Сценарий перетряски был все тем же, отработанным за 73 года советской истории, но только на этот раз он подавался как-то помягче или как-то поверхностней, что ли.

Долго раздумывать не пришлось — сразу же, в семь часов пять минут, набрал телефон Москвы, чтобы выяснить, как срочно нужно вылетать.

Хасбулатова дома в Москве не оказалось, пришлось перезванивать в Архангельское. Там тоже долго никто не отвечал, затем Руслан Имранович взял трубку и очень удивился раннему моему звонку. Зампреду Верховного Совета РСФСР пришлось вернуться к телефону с порога — он уже выезжал на работу в Белый дом. Кстати, замечу: Хасбулатов приезжал в Белый дом, пожалуй, раньше всех и уезжал из него последним, поскольку — этого у него не отнимешь — работал очень много.

А тогда, дозвонившись, я первым делом спросил у него:

— Руслан Имранович, что там у вас случилось?

— У нас ничего! А у вас?

Я удивился такому его спокойствию:

— Это у нас-то как раз ничего, а вот у вас в Москве вроде бы переворот произошел! Если у вас есть телевизор, включите.

До него, видимо, дошел наконец смысл моих слов, потому что уже более твердым голосом он произнес:

— Позвоните мне через час на работу.

Понял, что Хасбулатов сейчас пойдет не к телевизору, а прямо к Борису Николаевичу, который жил в соседнем доме.

Мне же предстояло достать минимум три билета на самолет, так как вместе со мной отдыхали в Железно-водске члены Президиума Верховного Совета Екатерина Филипповна Дахова и Ефим Владимирович Басин.

Позвонил Кате Паховой — она сразу все поняла и попросила, чтобы мы вылетели вместе. Ефим Басин сказал, что вылетит позже. Видимо, он хотел дождаться полного прояснения обстановки.

Неожиданно для меня моя Галя решительно заявила, что полетит вместе со мной. Спорить было бесполезно, тем более что сам я на ее месте поступил бы точно так же. Это у нас семейное: все самое трудное переживать неразлучно и сообща.

С авиабилетами помог наш хороший друг, обозреватель ставропольской телестудии Владимир Петрович

Поляков, пользующийся в родных краях большим авторитетом. Впоследствии судьба еще крепче нас связала: Владимир Петрович долгое время был моим помощником, когда я возглавлял Администрацию Президента, и до сих пор остается любимцем моей многочисленной семьи. Наши с Галей дети и внучки его буквально обожают, попросту и ласково называя Петровичем. А уж когда они появляются с Эдитой Пьехой, с которой после этих событий он связал свою судьбу, радость становится еще больше. У нас в семье нет равнодушных к искусству.
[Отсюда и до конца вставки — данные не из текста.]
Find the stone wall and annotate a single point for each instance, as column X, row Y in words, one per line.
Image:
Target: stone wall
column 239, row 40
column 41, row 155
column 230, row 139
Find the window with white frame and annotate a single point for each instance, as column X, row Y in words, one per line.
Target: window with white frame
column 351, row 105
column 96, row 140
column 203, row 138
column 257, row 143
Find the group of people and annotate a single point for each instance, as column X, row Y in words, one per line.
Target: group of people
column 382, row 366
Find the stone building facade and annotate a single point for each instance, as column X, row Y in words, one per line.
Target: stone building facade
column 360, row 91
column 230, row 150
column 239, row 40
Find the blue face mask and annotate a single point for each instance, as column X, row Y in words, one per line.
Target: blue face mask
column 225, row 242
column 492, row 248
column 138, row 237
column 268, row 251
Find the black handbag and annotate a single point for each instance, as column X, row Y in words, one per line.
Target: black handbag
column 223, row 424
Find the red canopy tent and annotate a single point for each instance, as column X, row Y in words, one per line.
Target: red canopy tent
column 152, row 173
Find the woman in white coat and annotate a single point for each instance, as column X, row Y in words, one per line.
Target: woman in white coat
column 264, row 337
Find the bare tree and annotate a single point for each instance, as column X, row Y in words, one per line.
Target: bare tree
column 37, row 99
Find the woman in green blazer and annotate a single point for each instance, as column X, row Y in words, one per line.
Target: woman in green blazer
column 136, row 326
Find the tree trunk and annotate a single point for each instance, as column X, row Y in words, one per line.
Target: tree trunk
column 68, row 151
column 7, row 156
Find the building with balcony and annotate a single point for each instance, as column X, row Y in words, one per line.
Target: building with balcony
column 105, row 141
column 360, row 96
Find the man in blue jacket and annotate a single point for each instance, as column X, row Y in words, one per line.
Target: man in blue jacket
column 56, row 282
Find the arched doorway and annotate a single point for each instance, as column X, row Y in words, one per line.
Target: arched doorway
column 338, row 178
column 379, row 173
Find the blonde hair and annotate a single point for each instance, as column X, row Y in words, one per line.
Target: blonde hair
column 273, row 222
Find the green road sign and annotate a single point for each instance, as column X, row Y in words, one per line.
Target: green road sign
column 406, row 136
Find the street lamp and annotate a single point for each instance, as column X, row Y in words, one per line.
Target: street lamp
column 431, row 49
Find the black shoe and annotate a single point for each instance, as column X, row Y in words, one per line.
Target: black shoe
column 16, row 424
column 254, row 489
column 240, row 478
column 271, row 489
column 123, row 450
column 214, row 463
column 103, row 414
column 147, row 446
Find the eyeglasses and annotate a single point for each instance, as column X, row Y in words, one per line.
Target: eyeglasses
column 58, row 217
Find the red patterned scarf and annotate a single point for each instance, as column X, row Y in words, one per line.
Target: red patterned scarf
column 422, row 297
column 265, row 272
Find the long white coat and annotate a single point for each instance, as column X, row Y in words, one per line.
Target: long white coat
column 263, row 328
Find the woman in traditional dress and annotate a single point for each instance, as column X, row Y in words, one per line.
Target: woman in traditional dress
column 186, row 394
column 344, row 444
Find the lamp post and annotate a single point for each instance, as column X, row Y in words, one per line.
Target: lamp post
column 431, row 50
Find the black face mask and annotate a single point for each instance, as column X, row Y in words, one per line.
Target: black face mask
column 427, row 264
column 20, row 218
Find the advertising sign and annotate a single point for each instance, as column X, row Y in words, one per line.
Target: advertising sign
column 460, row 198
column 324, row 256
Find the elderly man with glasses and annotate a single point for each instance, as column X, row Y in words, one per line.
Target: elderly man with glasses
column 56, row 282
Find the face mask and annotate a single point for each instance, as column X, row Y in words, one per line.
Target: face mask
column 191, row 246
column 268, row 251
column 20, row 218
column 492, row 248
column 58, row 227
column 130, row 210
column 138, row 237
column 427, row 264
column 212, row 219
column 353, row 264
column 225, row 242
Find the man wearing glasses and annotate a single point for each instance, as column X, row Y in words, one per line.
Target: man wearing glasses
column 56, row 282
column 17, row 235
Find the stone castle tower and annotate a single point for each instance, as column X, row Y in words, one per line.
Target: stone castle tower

На гитарах играют все, внучка Оля учится в школе Галины Вишневской, внучка Таня — в Академии Софьи Николаевны Головкиной.
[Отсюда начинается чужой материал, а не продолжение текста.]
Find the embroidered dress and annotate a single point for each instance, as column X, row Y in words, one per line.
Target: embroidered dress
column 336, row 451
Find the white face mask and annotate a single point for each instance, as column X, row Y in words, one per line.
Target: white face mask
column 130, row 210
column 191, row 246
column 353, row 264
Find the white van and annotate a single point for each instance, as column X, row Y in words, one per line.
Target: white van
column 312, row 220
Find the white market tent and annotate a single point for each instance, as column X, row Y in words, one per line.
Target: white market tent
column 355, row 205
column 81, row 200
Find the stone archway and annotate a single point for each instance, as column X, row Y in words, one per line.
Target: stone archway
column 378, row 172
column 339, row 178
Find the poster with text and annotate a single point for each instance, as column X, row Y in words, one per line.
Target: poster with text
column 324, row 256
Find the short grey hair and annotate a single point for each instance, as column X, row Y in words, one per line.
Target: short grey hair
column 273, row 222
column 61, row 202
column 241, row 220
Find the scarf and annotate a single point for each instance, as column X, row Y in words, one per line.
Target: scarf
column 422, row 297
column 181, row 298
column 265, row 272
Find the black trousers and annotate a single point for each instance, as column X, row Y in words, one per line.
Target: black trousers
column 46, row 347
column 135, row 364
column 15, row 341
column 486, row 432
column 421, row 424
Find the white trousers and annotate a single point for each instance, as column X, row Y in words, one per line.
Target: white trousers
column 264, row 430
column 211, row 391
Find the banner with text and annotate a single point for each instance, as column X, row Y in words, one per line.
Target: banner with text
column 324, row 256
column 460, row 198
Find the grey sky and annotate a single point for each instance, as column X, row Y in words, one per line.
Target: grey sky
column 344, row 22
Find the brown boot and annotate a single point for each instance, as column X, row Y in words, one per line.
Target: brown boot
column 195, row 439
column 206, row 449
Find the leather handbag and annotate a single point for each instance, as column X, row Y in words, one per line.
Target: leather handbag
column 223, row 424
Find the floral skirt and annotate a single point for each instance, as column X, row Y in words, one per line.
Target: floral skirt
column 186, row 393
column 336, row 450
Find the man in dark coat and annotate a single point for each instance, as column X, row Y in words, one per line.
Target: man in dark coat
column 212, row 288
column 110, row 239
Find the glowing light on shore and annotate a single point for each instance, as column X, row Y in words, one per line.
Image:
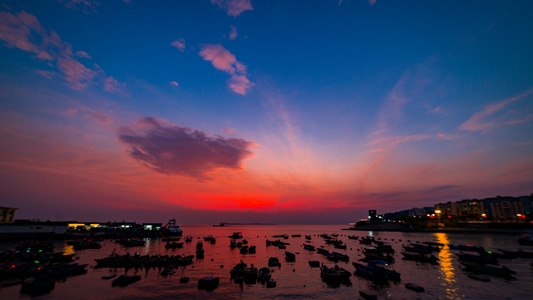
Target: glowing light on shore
column 446, row 267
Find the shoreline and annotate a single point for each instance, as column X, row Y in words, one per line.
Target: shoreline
column 484, row 229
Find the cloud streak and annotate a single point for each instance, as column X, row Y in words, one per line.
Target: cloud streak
column 223, row 60
column 179, row 44
column 24, row 31
column 481, row 121
column 233, row 7
column 174, row 150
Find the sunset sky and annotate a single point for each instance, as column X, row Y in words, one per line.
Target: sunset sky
column 261, row 111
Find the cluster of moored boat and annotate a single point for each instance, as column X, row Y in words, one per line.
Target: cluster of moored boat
column 36, row 267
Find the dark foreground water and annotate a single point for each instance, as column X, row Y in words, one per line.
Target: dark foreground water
column 296, row 280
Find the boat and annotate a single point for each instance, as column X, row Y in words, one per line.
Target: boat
column 208, row 283
column 334, row 275
column 314, row 263
column 174, row 245
column 125, row 280
column 414, row 287
column 173, row 228
column 526, row 240
column 336, row 256
column 290, row 257
column 211, row 239
column 309, row 247
column 109, row 276
column 274, row 262
column 250, row 275
column 271, row 284
column 131, row 242
column 237, row 273
column 264, row 275
column 322, row 250
column 390, row 274
column 236, row 235
column 168, row 272
column 171, row 238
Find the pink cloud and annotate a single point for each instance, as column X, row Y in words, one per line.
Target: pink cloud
column 46, row 74
column 233, row 7
column 75, row 73
column 23, row 31
column 89, row 113
column 180, row 44
column 233, row 32
column 240, row 84
column 481, row 121
column 223, row 60
column 113, row 86
column 527, row 119
column 82, row 54
column 171, row 149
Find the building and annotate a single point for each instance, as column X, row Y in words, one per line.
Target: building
column 7, row 214
column 508, row 208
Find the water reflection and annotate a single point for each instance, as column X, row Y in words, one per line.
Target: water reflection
column 446, row 266
column 68, row 250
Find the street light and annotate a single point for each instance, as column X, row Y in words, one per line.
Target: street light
column 438, row 214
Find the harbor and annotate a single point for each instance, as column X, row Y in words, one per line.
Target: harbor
column 150, row 270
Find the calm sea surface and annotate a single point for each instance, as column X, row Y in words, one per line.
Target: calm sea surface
column 295, row 280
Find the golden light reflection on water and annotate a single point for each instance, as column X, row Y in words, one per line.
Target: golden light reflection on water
column 446, row 266
column 68, row 250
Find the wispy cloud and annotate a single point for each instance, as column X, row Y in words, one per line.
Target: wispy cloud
column 24, row 31
column 527, row 119
column 113, row 86
column 481, row 121
column 171, row 149
column 77, row 74
column 82, row 54
column 89, row 113
column 233, row 32
column 223, row 60
column 180, row 44
column 86, row 6
column 233, row 7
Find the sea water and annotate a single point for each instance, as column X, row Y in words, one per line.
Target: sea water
column 295, row 280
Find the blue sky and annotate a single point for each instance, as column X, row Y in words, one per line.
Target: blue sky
column 280, row 111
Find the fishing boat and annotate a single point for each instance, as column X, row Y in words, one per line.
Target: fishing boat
column 415, row 287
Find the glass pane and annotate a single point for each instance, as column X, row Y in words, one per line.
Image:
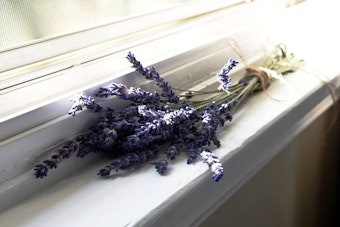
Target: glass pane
column 23, row 21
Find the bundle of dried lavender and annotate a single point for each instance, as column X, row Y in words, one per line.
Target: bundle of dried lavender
column 161, row 125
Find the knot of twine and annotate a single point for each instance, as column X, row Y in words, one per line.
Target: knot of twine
column 262, row 75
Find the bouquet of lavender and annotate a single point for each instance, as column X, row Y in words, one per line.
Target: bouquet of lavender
column 156, row 126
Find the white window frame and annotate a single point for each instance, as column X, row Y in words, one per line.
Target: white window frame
column 29, row 119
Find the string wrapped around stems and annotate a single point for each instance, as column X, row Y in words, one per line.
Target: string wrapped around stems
column 161, row 125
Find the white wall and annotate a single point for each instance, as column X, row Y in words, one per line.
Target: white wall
column 297, row 188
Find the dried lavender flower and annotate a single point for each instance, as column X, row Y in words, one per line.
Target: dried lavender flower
column 160, row 124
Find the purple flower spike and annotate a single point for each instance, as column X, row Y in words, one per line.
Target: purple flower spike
column 212, row 161
column 223, row 77
column 161, row 166
column 80, row 101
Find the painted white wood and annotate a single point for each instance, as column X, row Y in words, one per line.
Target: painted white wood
column 260, row 129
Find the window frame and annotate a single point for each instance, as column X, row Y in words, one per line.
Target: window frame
column 49, row 113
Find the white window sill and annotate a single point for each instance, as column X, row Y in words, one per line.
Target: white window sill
column 186, row 196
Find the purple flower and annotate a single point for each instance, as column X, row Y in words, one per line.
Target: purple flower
column 152, row 74
column 136, row 95
column 212, row 161
column 161, row 166
column 223, row 77
column 80, row 101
В тот же суматошный день меня удивило, что была устойчивая междугородная телефонная связь, хотя при столь значительных событиях первое, что обычно делают власти, — отключают автоматическую связь между городами. Видимо, в их советской «системе» было уже тогда что-то нарушено.
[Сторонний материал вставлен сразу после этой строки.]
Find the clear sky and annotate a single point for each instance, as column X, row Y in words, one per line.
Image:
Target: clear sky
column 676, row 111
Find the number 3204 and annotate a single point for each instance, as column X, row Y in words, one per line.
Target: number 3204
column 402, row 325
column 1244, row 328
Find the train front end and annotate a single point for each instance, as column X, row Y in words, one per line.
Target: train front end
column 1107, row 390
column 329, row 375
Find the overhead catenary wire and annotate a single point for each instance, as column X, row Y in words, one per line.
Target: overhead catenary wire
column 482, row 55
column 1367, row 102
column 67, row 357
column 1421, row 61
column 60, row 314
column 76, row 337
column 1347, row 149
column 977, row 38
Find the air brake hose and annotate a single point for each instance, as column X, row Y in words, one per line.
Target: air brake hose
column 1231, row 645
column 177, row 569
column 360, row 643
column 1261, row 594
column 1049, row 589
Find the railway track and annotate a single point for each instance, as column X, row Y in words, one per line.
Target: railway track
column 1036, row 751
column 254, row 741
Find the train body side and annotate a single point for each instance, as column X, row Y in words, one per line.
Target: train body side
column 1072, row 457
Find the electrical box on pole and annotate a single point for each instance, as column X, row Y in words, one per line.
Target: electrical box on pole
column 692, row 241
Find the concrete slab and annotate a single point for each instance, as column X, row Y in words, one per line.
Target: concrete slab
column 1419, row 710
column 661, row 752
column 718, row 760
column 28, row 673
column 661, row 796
А в аэропорту «Минеральные Воды» нас встретили командир авиаотряда Василий Бабаскин и его заместитель. Я еще раз позвонил в Москву, спросил, как там само здание Дома Советов, и мне ответили:

— Всё там спокойно, всех туда пропускают, внешней охраны никакой нет. Уже собрался президиум, и Ельцин на месте.

В голове постоянно гудел вопрос: почему так неожиданно? Неужели настолько слабы и бездеятельны российские спецслужбы? Уже позже, встретившись с председателем КГБ РСФСР Виктором Иваненко, я понял, что их отсекли от информации. Он тогда рассказал следующее:

— О перевороте узнал по телевизору. У нас ведь своей дежурной службы не было. Пользовались союзной. Ночью Крючков поднял по тревоге часть руководителей, а нас было приказано «отсечь» от· информации. Об этом узнал уже в Белом доме, обзванивая своих сослуживцев. Что происходит — они тоже не знали.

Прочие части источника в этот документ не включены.